# Waterfest Preview: Things to See, Prizes to Win



## [email protected] (Apr 9, 2004)

This weekend marks the 10th Waterfest. Ten years of building has made Waterfest the largest and most successful Volkswagen and Audi show in North America. In addition, 2004 also marks the first year Fourtitude will have a presence at the show alongside it’s VWvortex, which we plan to celebrate with some contests and prizes for both Audi owners and Volkswagen owners alike.
During the ten-year running of Waterfest, the show has moved from college grounds in both New Jersey and New York, to dusty dragstrips and eventually to the seemingly perfect venue of Raceway Park in Englishtown, NJ. The location may have changed, but the theme has remained the same, with an emphasis on both show and racing. 
In the early days, the show was made up almost entirely of Volkswagens. Nowadays, Audis and their owners have also become a highly significant component of the event. As such, both VWvortex and Fourtitude have much planned for the show. 
In an effort to emphasize the broadness of the Volkswagen Group, we’re proud to confirm that the VWvortex / Fourtitude stand will include several project cars as well as other significant vehicles from throughout the product range offered by at least three brands within the Volkswagen Group.
In a way to say thank-you to our readers, we’ve devised four giveaways planned for each website.
Inquire with the VWvortex staff, and you can enter to win one of the following great prizes:
- APR Stage One ECU upgrade
- GHL Downpipe (either 2 1/2 or 3 1/2 inch) and Cold Air Intake
- HPA Short Shifter
- Volkswagen Accessories PhatBox
Over at Fourtitude, we know we’re the new kid on the block. As such, we want let people know who we are, and at the same time have some fun. All-day Saturday and Sunday until noon, we’ll be handing out FREE Fourtitude T-shirts to any Audi owner who stops in and can show us their Audi key. Though we’ve got several hundred shirts for everyone, quantities are limited and will be given out in a “first come, first served” basis.
At noon on Sunday, if we have shirts left, we’ll be happy to share them with Volkswagen owners as well.
With the free T-shirt, all we ask is that you wear it on Sunday.

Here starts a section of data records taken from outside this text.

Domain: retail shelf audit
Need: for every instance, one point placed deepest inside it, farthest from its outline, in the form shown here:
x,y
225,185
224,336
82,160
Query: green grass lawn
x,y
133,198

If you do, we’ll make it worth your while. At random times throughout Sunday afternoon, certain members of our staff will go to a predetermined point. If you are the first person that staff member spots wearing a Fourtitude T-shirt, he or she will approach you and let you know you’ve won one of our FOUR prizes. They’ll bring you back to the Fourtitude booth to claim your prize or get your information on where it should be shipped. 
Should you be one of the FOUR spotted, you could win one of the following:
- APR Stage One ECU Upgrade
- Audi Accessories PhatBox
- KW Sport Suspension
- Stratmosphere Hyper Shift Short Shifter and Hyper Boost Diverter Valve (up to 2 if you have 2.7T)
Waterfest 10 should prove to be one of the best yet. If you can make your way to Englishtownyou’ll find some of the best show cars, a huge selection of vendors from all over the country, auto-crossing, drag-racing, burnouts, and more. You might also win big. We look forward to seeing you there.
------------------------------------------------------------------------


----------